To put this in perspective, the 800-mile Trans-Alaskan crude oil pipeline was built in three years between 1974 and 1977, the Pentagon was built in less than two years and Hoover Dam was constructed in five years. These large projects were developed in less time than it now takes to get a federal permit. A large reason for this delay is the constant challenging of permits by environmental activists who often challenge these projects based on their own ideology rather than the project’s merits. Lack of agency resources for evaluating and processing permits can also cause delays.
However, there is good news. Before the holidays, Congress passed H.R. 22, the “Fixing America’s Surface Transportation Act” (FAST Act). The FAST Act, also referred to as the “highway bill,” is our nation’s long-term transportation spending bill. President Barack Obama signed the FAST Act into law in December. Contained in the FAST Act was a permit streamlining provision that the Gas Processors Association (GPA) supported and advocated for, along with a national coalition led by the U.S. Chamber of Commerce.
The permit streamlining provision will bring greater transparency, accountability and efficiency to the federal permitting review process. More specifically, this provision covers projects that are required to go through NEPA. It covers a number of sectors, including the infrastructure and the energy sectors.

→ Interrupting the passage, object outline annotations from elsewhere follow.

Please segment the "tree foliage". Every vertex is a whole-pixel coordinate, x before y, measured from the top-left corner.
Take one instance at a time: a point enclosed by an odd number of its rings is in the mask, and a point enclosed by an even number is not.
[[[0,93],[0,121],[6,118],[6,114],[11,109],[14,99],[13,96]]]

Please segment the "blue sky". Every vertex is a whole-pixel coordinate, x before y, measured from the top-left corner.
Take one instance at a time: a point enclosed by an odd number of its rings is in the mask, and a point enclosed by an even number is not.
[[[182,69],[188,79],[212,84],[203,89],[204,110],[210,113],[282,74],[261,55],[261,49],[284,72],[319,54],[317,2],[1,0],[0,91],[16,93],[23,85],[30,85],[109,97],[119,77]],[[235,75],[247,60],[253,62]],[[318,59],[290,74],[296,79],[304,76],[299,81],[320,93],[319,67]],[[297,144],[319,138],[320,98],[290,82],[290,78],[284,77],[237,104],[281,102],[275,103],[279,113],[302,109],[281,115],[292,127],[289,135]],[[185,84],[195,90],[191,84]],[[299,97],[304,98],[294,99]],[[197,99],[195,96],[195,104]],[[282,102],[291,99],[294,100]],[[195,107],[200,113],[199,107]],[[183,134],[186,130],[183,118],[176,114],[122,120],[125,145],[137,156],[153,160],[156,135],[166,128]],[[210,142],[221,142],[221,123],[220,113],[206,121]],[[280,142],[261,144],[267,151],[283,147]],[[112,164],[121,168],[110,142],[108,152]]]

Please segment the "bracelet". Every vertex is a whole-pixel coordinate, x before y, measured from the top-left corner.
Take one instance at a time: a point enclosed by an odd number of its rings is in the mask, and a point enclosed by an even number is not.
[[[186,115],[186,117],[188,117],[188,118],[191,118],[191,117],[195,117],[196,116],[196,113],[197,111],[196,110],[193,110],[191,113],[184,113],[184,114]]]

It’s important to note that this provision is not intended to steer the respective permitting agencies in a specific direction on approving or denying a permit; rather it ensures there are reasonable time limits and greater transparency in the permitting process.
More specifically, the provision:
• Requires that agencies involve themselves in the process early and comment early, avoiding 11th-hour objections that can restart the entire review timetable;
• Establishes a reasonable process for determining the scope of project alternatives, so the environmental review does not devolve into an endless quest to evaluate infeasible alternatives;\
• Allows state-level environmental reviews to be used where the state has done a competent job, thereby avoiding needless duplication of state work by federal reviewers; and
• Reduces the statute of limitations to challenge a project review from six years to two years and requires courts, when addressing requests for injunctions to stop covered projects, to consider the potential negative impacts on job creation if the injunction is granted. This permit streamlining provision will not solve every problem in the permitting process, but it is a significant step in the right direction bringing efficiency, coordination and predictability to the permitting process. It’s important to note that this significant achievement would not have been possible without a strong bipartisan congressional coalition that has championed this cause.
GPA believes this new and better coordination and predictability in the permitting process will translate into job creation, economic growth and new development opportunities for the midstream industry.